Jaime was right. For the moment. The feel of his blood soaking her was not so far away. "When Bran's ravens return from the south, we'll know the threat we face, and must prepare."
"They haven't yet, and so we don't." Jaime looked up at her, sincerity and softness on his face. "I made a promise, I kept a promise, for once in my life—"
"And you nearly died because you thought it wasn't enough—"
"What are you doing now, Brienne? Trying to make your life more difficult because you think you have to protect all of Westeros?" His hand held hers, squeezing gently.
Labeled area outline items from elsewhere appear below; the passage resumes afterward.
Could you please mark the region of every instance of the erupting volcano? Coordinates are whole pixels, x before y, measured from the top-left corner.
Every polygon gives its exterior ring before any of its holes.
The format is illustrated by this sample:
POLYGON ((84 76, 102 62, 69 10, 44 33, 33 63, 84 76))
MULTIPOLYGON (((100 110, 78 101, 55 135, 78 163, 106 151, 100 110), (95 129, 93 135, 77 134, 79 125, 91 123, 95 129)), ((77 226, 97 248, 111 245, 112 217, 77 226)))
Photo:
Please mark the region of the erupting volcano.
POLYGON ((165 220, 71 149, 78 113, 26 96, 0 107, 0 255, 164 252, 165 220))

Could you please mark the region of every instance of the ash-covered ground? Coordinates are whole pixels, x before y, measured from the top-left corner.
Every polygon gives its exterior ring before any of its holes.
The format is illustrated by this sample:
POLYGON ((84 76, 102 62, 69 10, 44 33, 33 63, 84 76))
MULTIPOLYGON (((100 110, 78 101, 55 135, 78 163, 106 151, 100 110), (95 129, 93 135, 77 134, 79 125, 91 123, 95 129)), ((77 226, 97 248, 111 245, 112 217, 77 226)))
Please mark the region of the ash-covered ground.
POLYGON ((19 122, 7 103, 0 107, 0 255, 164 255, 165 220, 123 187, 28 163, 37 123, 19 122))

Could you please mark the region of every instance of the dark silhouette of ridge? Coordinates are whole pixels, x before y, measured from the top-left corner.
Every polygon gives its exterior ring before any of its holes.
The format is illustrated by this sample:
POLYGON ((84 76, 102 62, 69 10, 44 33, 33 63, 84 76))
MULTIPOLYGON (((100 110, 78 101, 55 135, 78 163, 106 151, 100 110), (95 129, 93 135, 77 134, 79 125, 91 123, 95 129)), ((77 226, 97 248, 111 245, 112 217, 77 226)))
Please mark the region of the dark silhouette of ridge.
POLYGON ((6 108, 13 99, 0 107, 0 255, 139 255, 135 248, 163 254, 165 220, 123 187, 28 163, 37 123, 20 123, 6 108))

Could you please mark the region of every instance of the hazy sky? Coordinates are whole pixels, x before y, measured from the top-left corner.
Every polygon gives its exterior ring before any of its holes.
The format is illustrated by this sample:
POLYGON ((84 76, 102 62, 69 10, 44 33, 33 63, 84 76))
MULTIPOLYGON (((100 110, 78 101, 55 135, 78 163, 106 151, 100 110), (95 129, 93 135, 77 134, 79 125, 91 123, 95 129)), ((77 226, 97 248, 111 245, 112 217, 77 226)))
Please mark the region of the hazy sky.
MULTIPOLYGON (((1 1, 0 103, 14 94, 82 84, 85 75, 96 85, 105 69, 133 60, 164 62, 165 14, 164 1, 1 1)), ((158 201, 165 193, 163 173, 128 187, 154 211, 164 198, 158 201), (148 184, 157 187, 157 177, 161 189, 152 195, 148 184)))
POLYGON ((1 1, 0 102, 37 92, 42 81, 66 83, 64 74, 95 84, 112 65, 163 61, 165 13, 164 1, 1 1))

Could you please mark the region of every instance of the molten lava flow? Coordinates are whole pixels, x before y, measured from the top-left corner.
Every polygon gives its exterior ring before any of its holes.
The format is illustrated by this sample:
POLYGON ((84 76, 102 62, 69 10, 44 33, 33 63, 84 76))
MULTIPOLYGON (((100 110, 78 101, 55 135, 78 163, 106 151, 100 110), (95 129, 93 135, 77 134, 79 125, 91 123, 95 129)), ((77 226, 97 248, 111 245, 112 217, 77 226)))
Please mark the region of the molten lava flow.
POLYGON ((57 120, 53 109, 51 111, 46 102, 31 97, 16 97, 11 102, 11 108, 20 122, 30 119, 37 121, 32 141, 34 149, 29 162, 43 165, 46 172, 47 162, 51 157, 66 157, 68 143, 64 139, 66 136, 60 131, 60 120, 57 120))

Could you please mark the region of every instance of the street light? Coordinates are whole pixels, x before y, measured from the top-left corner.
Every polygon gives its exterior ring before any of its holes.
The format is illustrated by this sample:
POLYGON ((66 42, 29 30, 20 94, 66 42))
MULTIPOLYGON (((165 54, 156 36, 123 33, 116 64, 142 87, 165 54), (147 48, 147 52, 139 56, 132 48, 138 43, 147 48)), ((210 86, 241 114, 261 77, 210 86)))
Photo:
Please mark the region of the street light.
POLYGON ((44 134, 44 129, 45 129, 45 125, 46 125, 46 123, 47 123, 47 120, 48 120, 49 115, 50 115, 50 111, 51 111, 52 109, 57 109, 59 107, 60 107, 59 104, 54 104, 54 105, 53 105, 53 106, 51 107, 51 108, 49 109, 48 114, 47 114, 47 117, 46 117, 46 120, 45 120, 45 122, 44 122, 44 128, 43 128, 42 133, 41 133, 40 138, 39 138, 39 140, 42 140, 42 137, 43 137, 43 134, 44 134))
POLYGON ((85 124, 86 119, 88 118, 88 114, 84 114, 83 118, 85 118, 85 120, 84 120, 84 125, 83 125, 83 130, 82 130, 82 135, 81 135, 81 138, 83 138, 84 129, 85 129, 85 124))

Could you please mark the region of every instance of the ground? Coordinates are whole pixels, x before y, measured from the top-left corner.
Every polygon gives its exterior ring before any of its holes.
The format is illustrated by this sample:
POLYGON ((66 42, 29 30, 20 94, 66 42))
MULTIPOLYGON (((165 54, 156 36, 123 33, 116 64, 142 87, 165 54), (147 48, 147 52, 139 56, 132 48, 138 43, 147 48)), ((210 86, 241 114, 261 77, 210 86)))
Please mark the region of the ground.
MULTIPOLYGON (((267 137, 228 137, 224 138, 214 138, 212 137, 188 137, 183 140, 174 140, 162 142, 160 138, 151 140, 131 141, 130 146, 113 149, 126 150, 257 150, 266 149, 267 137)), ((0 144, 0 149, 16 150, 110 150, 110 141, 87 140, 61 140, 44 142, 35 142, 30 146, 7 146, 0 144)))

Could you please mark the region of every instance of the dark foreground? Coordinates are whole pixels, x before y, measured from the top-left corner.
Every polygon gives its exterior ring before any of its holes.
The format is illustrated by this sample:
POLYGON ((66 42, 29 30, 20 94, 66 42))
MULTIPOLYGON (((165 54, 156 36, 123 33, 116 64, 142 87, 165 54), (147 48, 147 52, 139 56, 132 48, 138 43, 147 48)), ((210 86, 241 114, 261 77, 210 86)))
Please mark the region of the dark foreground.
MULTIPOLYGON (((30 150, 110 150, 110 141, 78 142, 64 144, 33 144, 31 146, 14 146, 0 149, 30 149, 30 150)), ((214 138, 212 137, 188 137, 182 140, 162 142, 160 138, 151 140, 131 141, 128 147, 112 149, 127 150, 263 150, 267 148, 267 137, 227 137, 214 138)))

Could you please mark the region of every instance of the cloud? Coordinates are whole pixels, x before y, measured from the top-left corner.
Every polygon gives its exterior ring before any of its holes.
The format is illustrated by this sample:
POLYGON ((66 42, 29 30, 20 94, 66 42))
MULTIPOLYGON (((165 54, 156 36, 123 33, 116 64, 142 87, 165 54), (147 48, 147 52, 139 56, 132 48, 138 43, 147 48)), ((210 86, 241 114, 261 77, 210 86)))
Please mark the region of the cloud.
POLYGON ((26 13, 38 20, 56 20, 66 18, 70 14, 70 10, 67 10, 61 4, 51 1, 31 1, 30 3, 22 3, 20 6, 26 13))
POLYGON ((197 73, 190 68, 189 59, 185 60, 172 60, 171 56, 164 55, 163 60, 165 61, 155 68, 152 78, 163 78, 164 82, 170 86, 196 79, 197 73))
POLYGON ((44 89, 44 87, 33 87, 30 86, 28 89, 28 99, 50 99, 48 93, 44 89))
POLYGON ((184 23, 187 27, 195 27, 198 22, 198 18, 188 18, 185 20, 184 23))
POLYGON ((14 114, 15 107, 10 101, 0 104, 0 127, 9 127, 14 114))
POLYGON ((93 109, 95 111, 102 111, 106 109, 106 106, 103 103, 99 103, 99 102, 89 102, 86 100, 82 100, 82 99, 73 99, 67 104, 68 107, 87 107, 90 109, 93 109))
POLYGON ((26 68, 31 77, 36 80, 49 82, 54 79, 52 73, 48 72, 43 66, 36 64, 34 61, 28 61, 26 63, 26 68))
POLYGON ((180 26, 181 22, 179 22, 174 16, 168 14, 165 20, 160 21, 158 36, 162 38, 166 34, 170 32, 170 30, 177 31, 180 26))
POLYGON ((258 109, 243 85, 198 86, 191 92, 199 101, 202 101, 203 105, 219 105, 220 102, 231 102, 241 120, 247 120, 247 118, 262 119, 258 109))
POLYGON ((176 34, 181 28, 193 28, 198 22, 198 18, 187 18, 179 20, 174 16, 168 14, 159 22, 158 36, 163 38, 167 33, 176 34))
His voice was quiet. "Our dance was long enough for me to think about quite a few things."
"Like a new name for your sword."
"A sword I swing well enough to keep me out of trouble." His face was still filled with that gentle earnestness. "I don't know what's coming; I know I want to be by your side." He smiled, and warmth shone in his eyes. "You don't need protecting."
"No."
"Doesn't matter," he said. "You're still mine to protect." His other arm wrapped around her waist. "I find myself fond of making promises these days," he continued. "Not swearing oaths, you understand. At least, not after this one." He grinned. "I'll leave such formalities to my wife—"
My wife. "Do you not understand the meaning of such a phrase?" She lifted her head to look at him, finding his gaze soft on their hands, joined on the sword's hilt.
"I understand it quite clearly, Brienne," came Jaime's reply. His thumb stroked the back of her hand. "I didn't name my sword for the oath I'll swear to you, but every promise after that."
This is what you are to him, and this is what he is to you.
The thought warmed her, like the fire in Jaime's hearth, and the morning sun shining through his window.
Promise caught the light, golden threads melding with silvery mist.
Spring's sky settled in the bezel, a drop of hope.